The literature discussed above shows that there are some recent papers that model the ambulance location-allocation problem as a two-stage stochastic programming model with recourse. These papers either reformulate the problem as a deterministic robust model (Lam et al. 2016) or solve it using heuristics (Van Essen et al. 2014). In all cases, limited discussion on the quality and the characteristics of resulting solutions is provided.

Moreover, the models that used stochastic programming to deal with the ambulance location-allocation problem do not consider the two types of commonly used ambulances in EMS systems. The papers that address this realistic feature develop deterministic models that can use input from queuing models to take the dependencies between ambulances (servers) into account.

In this paper, we propose to investigate the ambulance location-allocation problem with two types of vehicles under demand uncertainty. To directly deal with this uncertainty, we propose a cost-based two-stage stochastic program with recourse where the demand is assumed to be a random variable with known probability distribution. This model is solved using the SAA algorithm that allows for computing lower and upper bounds for problem solutions and providing the corresponding optimality gaps. To the best of our knowledge, this is the first paper that informs on the quality of the generated solutions. Hence, the proposed solution approach is a valuable contribution in itself. A detailed problem formulation and solution approach is detailed in the following two sections.

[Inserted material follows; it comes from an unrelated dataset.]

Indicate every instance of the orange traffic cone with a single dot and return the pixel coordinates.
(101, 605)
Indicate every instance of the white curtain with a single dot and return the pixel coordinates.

3 The ambulance location-allocation model

3.1 Problem description

In this paper, we address the design of a two-tiered EMS system under demand uncertainty. The EMS system is equipped with two types of ambulances (ALS and BLS units). Life-threatening calls, such as those involving a cardiac arrest require an ALS care level. Conversely, non-life-threatening calls require a BLS care level. An ALS can be used to serve a non-life-threatening call. However, a BLS is under-equipped for a life-threatening call. The target response time for a life-threatening call is obviously shorter than that of a non-life-threatening call.

A two-stage stochastic programming model with recourse is proposed to locate ambulance stations, make decisions on number of vehicles of each type to be housed at each opened station, and the allocation of ambulances to demand points. Based on the time horizon of impact, the location of ambulance stations and the definition of their capacities are first-stage decisions. These decisions cannot be changed on the short run. Conversely, the allocation of ambulances to demand zones is decided based on demand realization, and thus constitutes a second-stage decision. The number of life-threatening calls and non-life-threatening calls coming from a demand point within a defined time interval is assumed to follow a Poisson distribution (Ingolfsson et al. 2008). An ambulance is busy for a certain amount of time when responding to an emergency call. Similarly to most studies in this area, namely Beraldi et al. (2004), Beraldi and Bruni (2009), Noyan (2010), Van Essen et al. (2014) and Zhang and Jiang (2014), we assume that 1 h is a reasonable time requirement for a service trip. Based on this assumption, the proposed model formulates the ambulance location-allocation problem over a horizon of 1 h and does not explicitly consider time. In this formulation, each ambulance can be assigned to at most one emergency call over 1 h (Van Essen et al. 2014).

The uncertainty related to the number of emergency calls coming from each demand point over 1 h is denoted by a scenario \(\xi\). A scenario defines the vector of outcomes of two independent random variables: the number of life-threatening calls and the number of non-life-threatening calls arriving to each demand point over 1 h. The set of scenarios \(\Xi\) is supposed to be finite and \(P(\xi )\), the probability distribution of scenario \(\xi \in \Xi\) is discrete.

The objective is to minimize the location-allocation costs incurred by the system’s infrastructure (the fixed cost of setting up the elected ambulance stations and the fixed per-unit capacity cost related to the cost of ambulances) and the expected transportation and penalty cost. The latter accounts for unsatisfied demand. It is therefore tied to the reliability of the EMS system to provide adequate demand coverage.

We should point out that, as we consider 1 h horizon, the strategic cost incurred by the opening and the per-unit capacity cost needs to be related to the incumbent time. Thus, the depreciations presented in the first-stage cost are converted to hourly costs. Moreover, the tactical cost is composed of the expected transportation and penalty costs entailed by the assignment of ambulances and the unsatisfied demands within 1 h time.

At this point, it is worth noting that only the transportation costs between the ambulance station and the location of the incident scene (the demand point) are accounted for. This can be justified by the fact that the location of ambulance stations does not depend on the decision regarding the hospital to which the patient will be transported and admitted. Indeed, this decision is made at a later stage by involving more accurate information on the patient case, hospital network and resource availability. Additionally, given that the transportation cost is proportional to the distance and the time between ambulance station and demand zone, its minimization tends to favour the design of an EMS system that tries to reduce the response time. As it can be noticed, even though the proposed model is not intended to tackle the ambulance operational planning level, the consideration of transportation costs entails an ambulance assignment to emergency calls in adherence with the closest ambulance dispatch rule.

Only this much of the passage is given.